Remember, it is Anne with an “e”!

Anne of Green Gables joins The Modern Library
Anne Shirley has taken her place among some of the most well-known literary characters of all time, including Tom Sawyer, Jane Eyre and Shakespeare’s Hamlet.
Lucy Maud Montgomery’s Anne of Green Gables has been published as part Random House’s The Modern Library, a collection of the world’s great literary works that was first assembled in the early 1900s.
Rebecca Shapiro of Random House is part of the group that meets monthly to consider new entries for the series.
“It’s a really nice indication that the book is very much part of a literary canon,” said Shapiro.
“The Modern Library is one of the most respected classics collections, I think, out there. So for a title to be included, it’s a nice sort of indication of its status as a classic.”
Shapiro said the choice was made in part to celebrate this year’s 100th anniversary of the book’s original publication.
The selection is not without controversy. Some critics describe the book as a poor example of Victorian sentimentalit, and see its selection as caving in to nostalgia.
Selection defended
“To some people this canonical promotion of a writer, who would probably now be classified as a kind of young adult writer, might seem preposterous, or slightly making too large a claim for the book itself,” said Meghan O’Rourke, literary critic for the online magazine Slate.
But O’Rourke defends the selection.
“Think what Montgomery did for women’s imaginative lives, their sense of imaginative autonomy,” said O’Rourke.
“She did something that very few writers have done for girls.”

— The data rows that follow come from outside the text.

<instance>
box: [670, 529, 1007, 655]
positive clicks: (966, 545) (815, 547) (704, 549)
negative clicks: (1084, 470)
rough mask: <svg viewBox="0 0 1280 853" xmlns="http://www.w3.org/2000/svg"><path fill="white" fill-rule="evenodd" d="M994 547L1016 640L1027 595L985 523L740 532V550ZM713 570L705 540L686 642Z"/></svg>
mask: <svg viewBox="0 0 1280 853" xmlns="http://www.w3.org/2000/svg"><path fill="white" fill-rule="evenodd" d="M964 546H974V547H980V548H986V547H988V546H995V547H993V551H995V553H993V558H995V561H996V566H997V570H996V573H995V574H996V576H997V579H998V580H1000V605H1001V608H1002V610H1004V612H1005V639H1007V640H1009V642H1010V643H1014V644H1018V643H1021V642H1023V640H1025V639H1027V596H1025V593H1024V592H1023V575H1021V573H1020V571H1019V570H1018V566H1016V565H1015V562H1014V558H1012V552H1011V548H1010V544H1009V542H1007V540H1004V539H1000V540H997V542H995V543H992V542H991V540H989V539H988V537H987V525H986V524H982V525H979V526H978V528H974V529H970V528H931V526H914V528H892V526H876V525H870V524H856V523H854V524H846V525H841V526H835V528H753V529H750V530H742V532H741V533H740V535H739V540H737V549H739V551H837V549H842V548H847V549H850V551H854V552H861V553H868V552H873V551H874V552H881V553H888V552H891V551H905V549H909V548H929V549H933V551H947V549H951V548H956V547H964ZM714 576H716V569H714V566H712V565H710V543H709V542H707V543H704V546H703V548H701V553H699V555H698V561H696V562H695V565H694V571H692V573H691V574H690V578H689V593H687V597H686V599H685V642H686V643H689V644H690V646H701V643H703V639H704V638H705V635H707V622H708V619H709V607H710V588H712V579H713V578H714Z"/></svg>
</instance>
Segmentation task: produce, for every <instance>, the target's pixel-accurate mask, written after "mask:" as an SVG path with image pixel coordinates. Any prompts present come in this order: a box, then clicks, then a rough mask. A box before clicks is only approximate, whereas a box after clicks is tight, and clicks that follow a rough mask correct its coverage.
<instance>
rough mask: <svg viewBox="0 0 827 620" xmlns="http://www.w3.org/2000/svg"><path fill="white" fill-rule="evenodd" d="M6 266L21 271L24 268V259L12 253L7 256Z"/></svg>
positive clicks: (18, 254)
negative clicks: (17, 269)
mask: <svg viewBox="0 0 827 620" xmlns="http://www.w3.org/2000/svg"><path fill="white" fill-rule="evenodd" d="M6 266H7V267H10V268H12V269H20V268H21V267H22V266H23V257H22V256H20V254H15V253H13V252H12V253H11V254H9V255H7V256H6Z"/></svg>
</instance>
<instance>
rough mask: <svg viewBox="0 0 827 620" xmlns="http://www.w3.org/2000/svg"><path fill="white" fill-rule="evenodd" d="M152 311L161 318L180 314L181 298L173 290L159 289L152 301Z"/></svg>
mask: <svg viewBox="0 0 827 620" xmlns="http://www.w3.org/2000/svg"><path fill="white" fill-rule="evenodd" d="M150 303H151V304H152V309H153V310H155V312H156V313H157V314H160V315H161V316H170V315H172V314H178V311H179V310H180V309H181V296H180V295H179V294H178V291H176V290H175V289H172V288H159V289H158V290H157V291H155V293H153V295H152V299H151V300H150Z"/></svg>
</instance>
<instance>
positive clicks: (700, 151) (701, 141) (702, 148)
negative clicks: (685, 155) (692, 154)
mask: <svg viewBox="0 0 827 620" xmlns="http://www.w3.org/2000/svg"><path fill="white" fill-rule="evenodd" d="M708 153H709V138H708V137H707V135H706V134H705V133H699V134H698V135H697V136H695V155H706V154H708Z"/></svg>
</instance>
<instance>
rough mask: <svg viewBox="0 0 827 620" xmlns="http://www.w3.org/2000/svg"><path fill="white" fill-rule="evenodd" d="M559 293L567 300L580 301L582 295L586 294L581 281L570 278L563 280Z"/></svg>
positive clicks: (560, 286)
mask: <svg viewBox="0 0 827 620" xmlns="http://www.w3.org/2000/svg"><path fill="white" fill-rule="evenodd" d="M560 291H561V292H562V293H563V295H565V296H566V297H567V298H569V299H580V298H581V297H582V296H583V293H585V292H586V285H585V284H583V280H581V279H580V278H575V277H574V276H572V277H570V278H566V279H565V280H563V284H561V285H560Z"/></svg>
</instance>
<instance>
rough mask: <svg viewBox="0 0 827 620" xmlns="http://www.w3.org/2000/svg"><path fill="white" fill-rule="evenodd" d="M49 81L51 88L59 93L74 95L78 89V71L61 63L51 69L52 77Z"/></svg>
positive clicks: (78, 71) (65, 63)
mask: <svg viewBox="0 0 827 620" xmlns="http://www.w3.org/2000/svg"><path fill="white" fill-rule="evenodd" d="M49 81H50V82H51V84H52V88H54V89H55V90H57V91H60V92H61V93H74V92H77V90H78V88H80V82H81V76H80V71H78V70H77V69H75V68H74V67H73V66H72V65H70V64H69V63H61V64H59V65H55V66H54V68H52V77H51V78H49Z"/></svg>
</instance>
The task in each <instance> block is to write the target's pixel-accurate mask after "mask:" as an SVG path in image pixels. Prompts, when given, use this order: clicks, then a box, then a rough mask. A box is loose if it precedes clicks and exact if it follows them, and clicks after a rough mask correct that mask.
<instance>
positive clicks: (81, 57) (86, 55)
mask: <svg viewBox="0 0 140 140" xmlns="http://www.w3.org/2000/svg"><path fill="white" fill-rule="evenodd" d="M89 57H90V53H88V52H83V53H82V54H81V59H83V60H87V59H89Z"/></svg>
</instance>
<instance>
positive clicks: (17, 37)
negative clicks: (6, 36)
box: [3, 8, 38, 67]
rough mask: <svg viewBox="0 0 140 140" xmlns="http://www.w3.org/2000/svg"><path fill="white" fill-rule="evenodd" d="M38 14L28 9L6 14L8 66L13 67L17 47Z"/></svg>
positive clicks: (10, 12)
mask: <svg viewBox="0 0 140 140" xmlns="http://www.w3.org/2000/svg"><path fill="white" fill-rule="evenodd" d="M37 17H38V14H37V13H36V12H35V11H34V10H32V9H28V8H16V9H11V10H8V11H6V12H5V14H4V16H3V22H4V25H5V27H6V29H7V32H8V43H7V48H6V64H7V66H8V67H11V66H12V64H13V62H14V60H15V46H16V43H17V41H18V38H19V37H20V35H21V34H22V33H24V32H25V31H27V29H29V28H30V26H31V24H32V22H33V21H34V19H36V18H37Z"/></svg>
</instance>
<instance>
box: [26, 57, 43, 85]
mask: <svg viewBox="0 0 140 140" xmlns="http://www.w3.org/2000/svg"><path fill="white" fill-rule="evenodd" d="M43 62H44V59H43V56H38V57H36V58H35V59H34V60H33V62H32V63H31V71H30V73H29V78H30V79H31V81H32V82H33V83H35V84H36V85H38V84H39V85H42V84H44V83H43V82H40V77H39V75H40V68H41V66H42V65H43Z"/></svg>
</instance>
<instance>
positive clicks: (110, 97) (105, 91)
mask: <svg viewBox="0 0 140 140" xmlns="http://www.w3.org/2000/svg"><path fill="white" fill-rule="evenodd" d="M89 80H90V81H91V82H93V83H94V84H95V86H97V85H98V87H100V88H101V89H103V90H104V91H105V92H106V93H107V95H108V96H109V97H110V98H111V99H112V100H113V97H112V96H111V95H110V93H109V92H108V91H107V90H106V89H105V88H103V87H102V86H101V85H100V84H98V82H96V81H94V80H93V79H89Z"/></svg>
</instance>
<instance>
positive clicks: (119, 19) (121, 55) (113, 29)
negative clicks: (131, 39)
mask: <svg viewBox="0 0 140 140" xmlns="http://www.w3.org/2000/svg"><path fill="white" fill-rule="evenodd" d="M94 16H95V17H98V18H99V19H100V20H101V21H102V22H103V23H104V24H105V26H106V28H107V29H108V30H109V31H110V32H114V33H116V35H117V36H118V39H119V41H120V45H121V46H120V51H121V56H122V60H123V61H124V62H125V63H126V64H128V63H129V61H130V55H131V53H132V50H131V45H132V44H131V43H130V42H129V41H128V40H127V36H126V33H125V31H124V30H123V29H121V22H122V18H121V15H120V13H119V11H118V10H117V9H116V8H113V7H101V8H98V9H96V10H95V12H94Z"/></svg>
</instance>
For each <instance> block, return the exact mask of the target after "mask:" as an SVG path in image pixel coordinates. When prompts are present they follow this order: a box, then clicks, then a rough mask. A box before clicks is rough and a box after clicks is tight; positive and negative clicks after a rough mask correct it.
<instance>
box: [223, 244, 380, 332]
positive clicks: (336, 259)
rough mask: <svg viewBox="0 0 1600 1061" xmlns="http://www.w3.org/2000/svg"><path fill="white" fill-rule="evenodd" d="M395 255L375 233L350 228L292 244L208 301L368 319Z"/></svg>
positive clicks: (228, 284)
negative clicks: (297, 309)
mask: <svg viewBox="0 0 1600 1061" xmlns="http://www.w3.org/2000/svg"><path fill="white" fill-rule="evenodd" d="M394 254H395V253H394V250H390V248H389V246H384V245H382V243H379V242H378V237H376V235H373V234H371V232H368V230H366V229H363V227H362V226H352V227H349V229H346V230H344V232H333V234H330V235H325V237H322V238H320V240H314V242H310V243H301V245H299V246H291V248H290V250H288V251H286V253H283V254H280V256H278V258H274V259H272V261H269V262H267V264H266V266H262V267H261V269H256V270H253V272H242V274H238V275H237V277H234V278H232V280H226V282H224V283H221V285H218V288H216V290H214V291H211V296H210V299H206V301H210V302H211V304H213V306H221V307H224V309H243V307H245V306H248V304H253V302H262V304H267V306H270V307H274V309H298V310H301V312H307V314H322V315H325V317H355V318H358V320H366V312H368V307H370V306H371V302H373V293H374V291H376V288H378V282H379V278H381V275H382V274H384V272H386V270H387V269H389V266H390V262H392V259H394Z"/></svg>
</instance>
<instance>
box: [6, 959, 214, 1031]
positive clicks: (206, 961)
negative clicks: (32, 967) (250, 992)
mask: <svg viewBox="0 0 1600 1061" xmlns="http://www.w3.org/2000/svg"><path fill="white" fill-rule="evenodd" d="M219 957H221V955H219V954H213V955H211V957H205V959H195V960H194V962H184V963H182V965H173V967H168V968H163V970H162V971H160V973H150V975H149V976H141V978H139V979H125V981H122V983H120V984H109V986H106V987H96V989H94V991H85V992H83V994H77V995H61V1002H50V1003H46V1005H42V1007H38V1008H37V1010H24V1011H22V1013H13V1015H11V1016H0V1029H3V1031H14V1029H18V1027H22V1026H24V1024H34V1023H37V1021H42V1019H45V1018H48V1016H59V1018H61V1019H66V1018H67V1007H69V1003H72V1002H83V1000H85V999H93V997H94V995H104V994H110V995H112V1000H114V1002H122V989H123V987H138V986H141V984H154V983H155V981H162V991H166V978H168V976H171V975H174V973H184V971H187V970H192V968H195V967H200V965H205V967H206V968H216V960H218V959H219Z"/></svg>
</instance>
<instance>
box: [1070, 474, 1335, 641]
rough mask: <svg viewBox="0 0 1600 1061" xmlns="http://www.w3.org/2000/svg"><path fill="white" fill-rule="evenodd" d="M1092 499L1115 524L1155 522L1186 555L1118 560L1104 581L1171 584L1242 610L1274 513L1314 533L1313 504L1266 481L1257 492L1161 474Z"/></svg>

In the past century, Anne of Green Gables has been published in 33 languages; Montgomery wrote seven sequels, and a prequel was recently published with the consent of her heirs. There have been two movies for the big screen, six for television and three television series
Anne’s inclusion on the list could make her even more widely known that she is already, as The Modern Library books are often included on reading lists in high schools, colleges and universities around the world.